The WBC delayed the purse bid until Friday to give the sides time to negotiate a settlement with White and former champion Anthony Joshua that would have permitted Fury to fight IBF-WBA-WBO champion Oleksandr Usyk next.

Usyk won the titles from Joshua in September, but Joshua had a rematch clause. The WBC had ordered Fury to fight Whyte, so Fury and his team would have needed to buy Joshua out of that position.

But Joshua didn’t accept a reported £15 million offer, and there are few in boxing with the financial resources to pay more than that to someone to not fight. That made it most likely the purse bid will go forward on Friday, and it did at the WBC’s office in Mexico City.

DuBoef said Top Rank and Queensbury are interested in the biggest fights for Fury and that if he defeats Whyte, they’d be interested in a bout against the Usyk-Joshua winner or UFC heavyweight champion Francis Ngannou, if that becomes a possibility.

Ngannou and Fury have gone back and forth online.

“It’s frustrating when there are things the public wants to see that we can’t deliver, so we’re in a position now that we can make the biggest fight for Tyson if he wins this, whether that’s A.J., Usyk, whether Ngannou becomes a possibility, [Deontay] Wilder, whoever,” duBoef said. “We just will look to put the biggest fight on that we can [if Fury wins].”

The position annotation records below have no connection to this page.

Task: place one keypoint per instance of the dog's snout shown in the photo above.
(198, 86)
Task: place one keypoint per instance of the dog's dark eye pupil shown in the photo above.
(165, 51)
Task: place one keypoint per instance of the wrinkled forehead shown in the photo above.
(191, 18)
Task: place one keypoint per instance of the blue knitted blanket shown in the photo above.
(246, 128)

Warren said if Usyk beats Joshua again in the rematch, he would be the easiest to make a fight with, but said if Joshua wins, they’ll get into talks quickly.

A Fury-Joshua fight was signed last year, but an arbitrator’s decision forced Fury to give Wilder a third fight instead. Fury knocked Wilder out in the 11th round of that fight on Oct. 9 in Las Vegas to retain the WBC belt.

Warren, a member of the International Boxing Hall of Fame, said a Fury-Joshua fight would be one of the biggest ever held.

“But I believe a Fury-Usyk fight would be massive, too,” Warren said.